L’Allemagne dépendait de la Russie pour la moitié de ses importations de gaz en raison du prix avantageux qui permettait aux géants allemands de l’importation de gaz de réaliser d’énormes profits. Cependant, la coupure de Moscou des approvisionnements en gaz a poussé ces entreprises au bord de la faillite.
Une étude menée par le Centre d’études démocratiques en partenariat avec la Fondation Friedrich Naumann allemande indique que ces entreprises faisaient pression sur Berlin pour renforcer les relations avec Moscou, mais l’invasion russe de l’Ukraine a transformé l’Allemagne en l’une des États membres de l’Union européenne les plus vulnérables sur le plan énergétique.

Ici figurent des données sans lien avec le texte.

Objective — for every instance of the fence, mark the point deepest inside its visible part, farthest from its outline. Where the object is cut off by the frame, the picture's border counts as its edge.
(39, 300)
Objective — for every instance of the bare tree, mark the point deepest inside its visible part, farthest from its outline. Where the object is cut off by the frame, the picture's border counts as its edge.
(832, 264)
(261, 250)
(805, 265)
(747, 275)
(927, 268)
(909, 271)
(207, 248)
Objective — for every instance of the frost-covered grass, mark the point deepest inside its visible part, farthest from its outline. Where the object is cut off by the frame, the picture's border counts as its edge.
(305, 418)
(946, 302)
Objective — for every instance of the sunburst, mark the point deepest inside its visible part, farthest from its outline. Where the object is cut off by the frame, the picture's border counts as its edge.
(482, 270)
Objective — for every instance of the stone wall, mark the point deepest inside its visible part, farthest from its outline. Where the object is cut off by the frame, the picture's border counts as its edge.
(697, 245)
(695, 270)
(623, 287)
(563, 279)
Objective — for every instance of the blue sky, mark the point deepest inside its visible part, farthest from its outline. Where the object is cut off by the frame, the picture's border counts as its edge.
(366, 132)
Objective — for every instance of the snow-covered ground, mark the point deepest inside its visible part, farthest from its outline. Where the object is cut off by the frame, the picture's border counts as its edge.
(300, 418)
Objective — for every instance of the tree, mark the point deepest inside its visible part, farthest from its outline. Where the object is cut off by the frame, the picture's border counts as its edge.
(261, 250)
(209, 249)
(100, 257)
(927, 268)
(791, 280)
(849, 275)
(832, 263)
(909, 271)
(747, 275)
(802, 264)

Les sondages d’opinion de cet hiver ne montrent pas de grandes inquiétudes, contrairement à l’hiver dernier qui a causé d’importants problèmes, en particulier pour les personnes à faible revenu, lorsque plusieurs sociétés de gaz ont cessé de proposer des contrats à long terme, dont certaines ont augmenté les prix deux ou trois fois.

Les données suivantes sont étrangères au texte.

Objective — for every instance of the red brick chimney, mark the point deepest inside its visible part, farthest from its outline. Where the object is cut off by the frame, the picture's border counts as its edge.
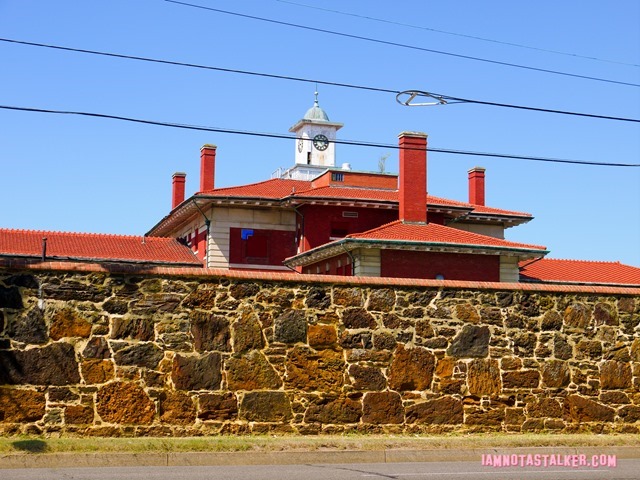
(412, 181)
(177, 190)
(476, 186)
(207, 167)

Cependant, malgré ces signes positifs, l’Association fédérale des industries de l’eau et de l’énergie souligne que le remplissage complet des réservoirs de gaz à lui seul ne garantit pas de passer l’hiver sans problèmes, précisant qu’ »il est très important de rationaliser l’utilisation de l’énergie pour soutenir la continuité de l’approvisionnement en énergie, ce qui aura un impact positif sur le budget des gens. »
Dans ce contexte, le gouvernement fédéral et les gouvernements des États intensifient les campagnes de réduction de la consommation d’énergie. Berlin a également alloué un important package de soutien d’une valeur totale de 200 millions d’euros pour plafonner les prix de l’électricité et du gaz en particulier, ainsi que pour faire face à l’inflation. Des centaines de milliers de citoyens ont également reçu un soutien financier direct.

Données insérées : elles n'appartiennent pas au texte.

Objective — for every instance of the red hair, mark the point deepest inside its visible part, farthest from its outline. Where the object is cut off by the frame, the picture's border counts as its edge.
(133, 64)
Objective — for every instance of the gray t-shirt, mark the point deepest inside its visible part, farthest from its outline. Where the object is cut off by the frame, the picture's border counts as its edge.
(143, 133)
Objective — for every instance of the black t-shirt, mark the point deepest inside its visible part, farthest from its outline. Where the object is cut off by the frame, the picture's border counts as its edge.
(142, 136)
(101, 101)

Vladimirov souligne que la Russie reste le deuxième plus grand fournisseur de gaz naturel liquéfié vers l’Europe et que le volume de gaz naturel liquéfié en provenance de Russie depuis le début de la guerre a augmenté, atteignant un record en 2023.
L’expert met en garde contre le fait que l’une des raisons de la baisse des prix est la poursuite de la présence du gaz russe. S’il en va autrement, si l’Europe, y compris l’Allemagne, arrête complètement le gaz russe ou impose davantage de sanctions, il est probable que les prix augmentent partiellement. Cependant, il souligne que l’Europe a désespérément besoin d’une « séparation stratégique du gaz russe » et qu’elle « est capable de le faire ».